DNA methylation in non-CpG dinucleotides; hemimethylated DNA. The establishment of de novo patterns of DNA methylation in mammalian genomes is characterized by the gradual spreading of methylation, which has been documented to occur across multiple copies of integrated adenovirus genomes as well as, at the nucleotide level, in the integrated E2A promoter of Ad2 DNA [52, 67]. A few 5´-CG-3´ sequences can remain hemimethylated for several cell generations before they become totally methylated. Hemimethylation may be a transient phenomenon but could also persist for a certain period in specific segments of a transgene or in the genome in general. In the Ad2-transformed cell line HE2, the E2A promoter in the integrated Ad2 genome is heavily methylated not only in all 5´-CG-3´ dinucleotides but also in some 5´-CA-3´ and 5´-CT-3´ dinucleotides [68]. Evidence for the occurrence of m5C in non-5´-CG-3´ dinucleotides has also been presented by Woodcock et al. [69]. There is at present no plausible explanation whether and how this type of methylation can be maintained following DNA replication.

Initiation and spreading of de novo methylation. The mechanism of de novo methylation is not well understood.
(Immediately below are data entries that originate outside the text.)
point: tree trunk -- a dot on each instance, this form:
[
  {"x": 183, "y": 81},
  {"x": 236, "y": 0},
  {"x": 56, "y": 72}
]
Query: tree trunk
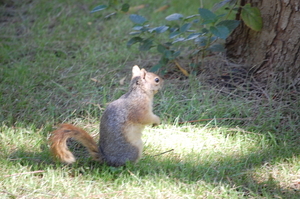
[{"x": 274, "y": 52}]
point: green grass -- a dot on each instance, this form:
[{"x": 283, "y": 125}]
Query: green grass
[{"x": 59, "y": 63}]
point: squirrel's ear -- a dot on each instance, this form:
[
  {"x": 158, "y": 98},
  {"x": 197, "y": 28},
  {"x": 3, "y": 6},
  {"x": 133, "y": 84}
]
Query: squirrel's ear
[{"x": 136, "y": 71}]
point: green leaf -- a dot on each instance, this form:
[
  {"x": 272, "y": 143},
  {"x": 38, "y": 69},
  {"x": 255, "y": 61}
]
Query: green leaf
[
  {"x": 134, "y": 40},
  {"x": 220, "y": 31},
  {"x": 221, "y": 4},
  {"x": 174, "y": 17},
  {"x": 217, "y": 48},
  {"x": 125, "y": 7},
  {"x": 146, "y": 44},
  {"x": 174, "y": 34},
  {"x": 155, "y": 68},
  {"x": 161, "y": 48},
  {"x": 201, "y": 41},
  {"x": 230, "y": 24},
  {"x": 99, "y": 8},
  {"x": 138, "y": 19},
  {"x": 192, "y": 36},
  {"x": 207, "y": 15},
  {"x": 185, "y": 27},
  {"x": 178, "y": 39},
  {"x": 252, "y": 17},
  {"x": 159, "y": 29}
]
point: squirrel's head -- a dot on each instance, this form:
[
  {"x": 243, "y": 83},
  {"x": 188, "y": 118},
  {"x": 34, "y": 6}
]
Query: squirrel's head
[{"x": 150, "y": 82}]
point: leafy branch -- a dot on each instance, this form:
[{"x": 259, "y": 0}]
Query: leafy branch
[{"x": 204, "y": 31}]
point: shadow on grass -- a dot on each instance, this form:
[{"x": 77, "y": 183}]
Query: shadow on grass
[{"x": 238, "y": 173}]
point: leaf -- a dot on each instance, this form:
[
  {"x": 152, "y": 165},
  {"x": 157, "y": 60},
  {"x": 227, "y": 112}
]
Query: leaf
[
  {"x": 185, "y": 27},
  {"x": 156, "y": 67},
  {"x": 161, "y": 48},
  {"x": 174, "y": 34},
  {"x": 159, "y": 29},
  {"x": 189, "y": 17},
  {"x": 125, "y": 7},
  {"x": 201, "y": 41},
  {"x": 174, "y": 17},
  {"x": 207, "y": 15},
  {"x": 217, "y": 48},
  {"x": 230, "y": 24},
  {"x": 146, "y": 45},
  {"x": 134, "y": 40},
  {"x": 99, "y": 8},
  {"x": 252, "y": 17},
  {"x": 182, "y": 69},
  {"x": 178, "y": 39},
  {"x": 138, "y": 27},
  {"x": 220, "y": 31},
  {"x": 136, "y": 8},
  {"x": 135, "y": 33},
  {"x": 162, "y": 8},
  {"x": 138, "y": 19},
  {"x": 192, "y": 36},
  {"x": 221, "y": 4}
]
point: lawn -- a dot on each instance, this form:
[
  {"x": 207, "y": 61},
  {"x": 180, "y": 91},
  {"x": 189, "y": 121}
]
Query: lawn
[{"x": 60, "y": 63}]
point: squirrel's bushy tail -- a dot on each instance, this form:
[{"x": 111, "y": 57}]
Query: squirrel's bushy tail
[{"x": 58, "y": 143}]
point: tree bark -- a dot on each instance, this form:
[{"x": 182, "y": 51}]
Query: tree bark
[{"x": 274, "y": 52}]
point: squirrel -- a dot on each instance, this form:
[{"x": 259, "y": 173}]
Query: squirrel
[{"x": 121, "y": 125}]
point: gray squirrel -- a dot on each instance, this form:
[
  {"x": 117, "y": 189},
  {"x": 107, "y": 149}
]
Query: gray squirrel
[{"x": 121, "y": 125}]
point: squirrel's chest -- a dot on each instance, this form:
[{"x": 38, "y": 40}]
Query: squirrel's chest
[{"x": 133, "y": 135}]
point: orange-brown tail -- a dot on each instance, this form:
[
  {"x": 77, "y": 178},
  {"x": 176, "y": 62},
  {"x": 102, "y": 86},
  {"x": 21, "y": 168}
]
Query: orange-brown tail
[{"x": 58, "y": 143}]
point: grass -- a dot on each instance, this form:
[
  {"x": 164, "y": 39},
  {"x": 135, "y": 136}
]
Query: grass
[{"x": 61, "y": 64}]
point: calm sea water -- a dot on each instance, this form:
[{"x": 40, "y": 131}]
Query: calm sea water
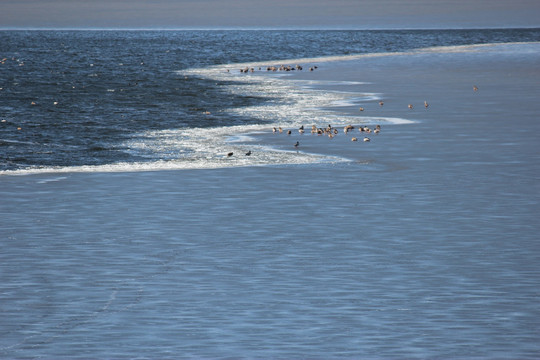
[
  {"x": 93, "y": 97},
  {"x": 423, "y": 244}
]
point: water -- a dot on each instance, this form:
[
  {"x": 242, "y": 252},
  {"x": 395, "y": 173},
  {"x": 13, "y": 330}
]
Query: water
[
  {"x": 91, "y": 97},
  {"x": 422, "y": 243}
]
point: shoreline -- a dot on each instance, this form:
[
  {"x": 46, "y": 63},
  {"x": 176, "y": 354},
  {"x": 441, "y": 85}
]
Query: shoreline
[{"x": 349, "y": 84}]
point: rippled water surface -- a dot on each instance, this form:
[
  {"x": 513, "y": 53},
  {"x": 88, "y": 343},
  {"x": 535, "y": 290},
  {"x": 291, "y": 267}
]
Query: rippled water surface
[{"x": 422, "y": 243}]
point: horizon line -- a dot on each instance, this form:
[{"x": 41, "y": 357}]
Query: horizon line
[{"x": 248, "y": 28}]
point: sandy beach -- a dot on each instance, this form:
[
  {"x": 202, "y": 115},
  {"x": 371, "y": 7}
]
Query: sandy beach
[{"x": 422, "y": 244}]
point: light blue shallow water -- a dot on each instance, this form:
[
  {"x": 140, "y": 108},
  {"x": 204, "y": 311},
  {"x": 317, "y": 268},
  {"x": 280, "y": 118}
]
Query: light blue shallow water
[{"x": 423, "y": 245}]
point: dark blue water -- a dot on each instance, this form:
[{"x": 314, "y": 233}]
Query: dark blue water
[
  {"x": 422, "y": 243},
  {"x": 73, "y": 98}
]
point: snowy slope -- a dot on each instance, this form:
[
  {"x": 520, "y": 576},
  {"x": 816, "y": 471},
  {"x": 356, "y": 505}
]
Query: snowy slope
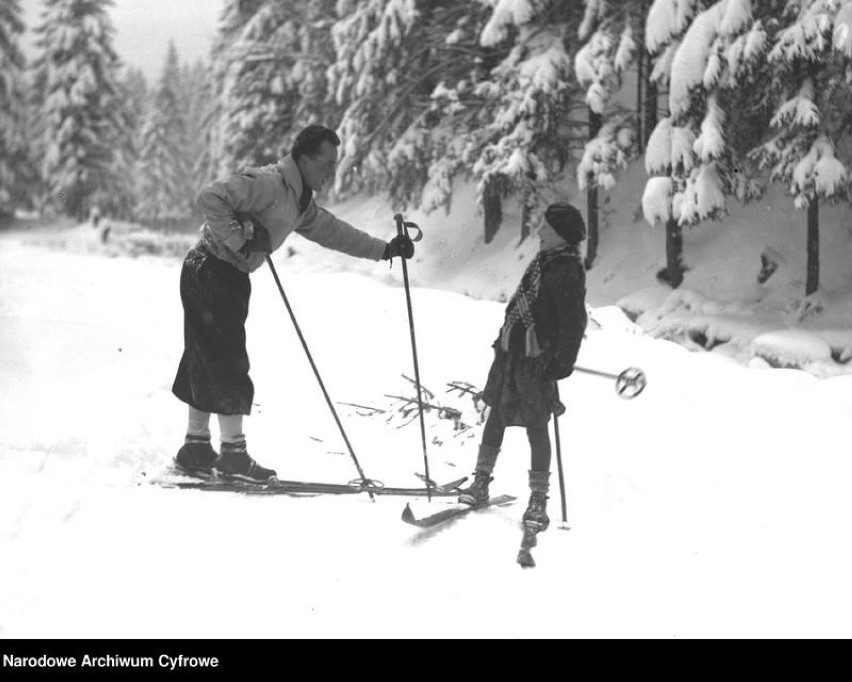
[{"x": 709, "y": 506}]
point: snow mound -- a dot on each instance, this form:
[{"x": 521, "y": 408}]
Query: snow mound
[{"x": 791, "y": 348}]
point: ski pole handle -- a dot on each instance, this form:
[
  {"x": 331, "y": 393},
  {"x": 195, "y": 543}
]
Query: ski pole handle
[{"x": 402, "y": 227}]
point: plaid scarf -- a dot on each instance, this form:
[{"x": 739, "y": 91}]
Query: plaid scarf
[{"x": 520, "y": 305}]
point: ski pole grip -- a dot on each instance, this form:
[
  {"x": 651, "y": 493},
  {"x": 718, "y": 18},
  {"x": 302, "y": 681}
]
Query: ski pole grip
[{"x": 402, "y": 228}]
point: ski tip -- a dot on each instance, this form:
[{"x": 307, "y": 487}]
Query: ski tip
[{"x": 525, "y": 559}]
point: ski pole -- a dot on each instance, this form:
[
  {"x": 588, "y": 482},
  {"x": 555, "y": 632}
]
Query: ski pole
[
  {"x": 564, "y": 524},
  {"x": 402, "y": 230},
  {"x": 628, "y": 383},
  {"x": 364, "y": 480}
]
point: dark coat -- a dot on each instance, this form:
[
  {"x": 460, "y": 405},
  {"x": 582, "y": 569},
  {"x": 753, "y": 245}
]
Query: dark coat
[
  {"x": 521, "y": 388},
  {"x": 560, "y": 316}
]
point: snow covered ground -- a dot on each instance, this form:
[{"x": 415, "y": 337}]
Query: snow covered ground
[{"x": 715, "y": 504}]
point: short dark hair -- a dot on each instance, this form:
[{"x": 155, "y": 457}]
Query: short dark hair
[{"x": 310, "y": 139}]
From the results of experiments performed with the adenovirus system, the following conclusions appear well founded:

- in a transgene the size of Ad12 DNA, 34,125 bp [70], de novo methylation starts in internal regions of the genome [49-51] and spreads from there across the transgene [67, 68]. In transformed or tumor cells, the early regions, particularly E1, can be partly spared from de novo methylation, because their gene products are required during the selection for the oncogenic phenotype;

- initiation of de novo methylation is regional and not confined to one or a few contiguous 5´-CG-3´ dinucleotides [51]. In Ad12-induced tumors, the extent of Ad12 transgene methylation is not only dependent on tumor size. Transcribed regions of the transgene are hypomethylated, inactive segments hypermethylated [15, 71, 72];

- spreading of DNA methylation is not entirely contiguous. For unknown reasons, certain 5´-CG-3´ dinucleotides can remain unmethylated (I. Hochstein, I. Muiznieks, and W. Doerfler, manuscript in preparation);

- the extent of de novo methylation and the speed of its spreading seem to be determined by the chromosomal site of transgene localization, to a lesser extent also by the nucleotide sequence of the transgene [13, 50];

- the reestablishment of the authentic pattern of DNA methylation in the correctly reinserted BLK gene in mouse embryonic stem cells [13] implies that each segment of the mammalian genome is capable of exerting a memory function which could be directly related to the mechanism of maintenance methylation. Specific chromatin structures at different sites of the genome may be decisive in directing the methylation reaction;

- in the same set of experiments [13], we noted that the same reintegrated BLK gene, when it was inserted at randomly selected sites in the genome, was methylated in completely different patterns. Moreover, the extent of the de novo methylation was influenced by the strength of the viral promoter in the construct integrated. The weaker E2A late promoter of Ad2 DNA led to a more extensive de novo methylation than the presence of the stronger early promoter of SV40 DNA;

- when Ad12-transformed cells or Ad12-induced hamster tumor cells were continuously passaged in culture, revertants arose which had lost all or a part of the multiple copies of integrated Ad12 DNA. The then persisting Ad12 DNA genomes in the revertants seemed to be more completely methylated than the lost copies. Hence, the idea was put forward that the levels of DNA methylation of transgenes might be related to their stability of fixation in the host genome [61]. Moreover, continuous culture of different Ad12-induced tumor cells led sometimes to the selection of cell lines with very similar integration patterns [73]. It is conceivable that the integration sites in the thus selected cells were most compatible with the survival of these cells in culture.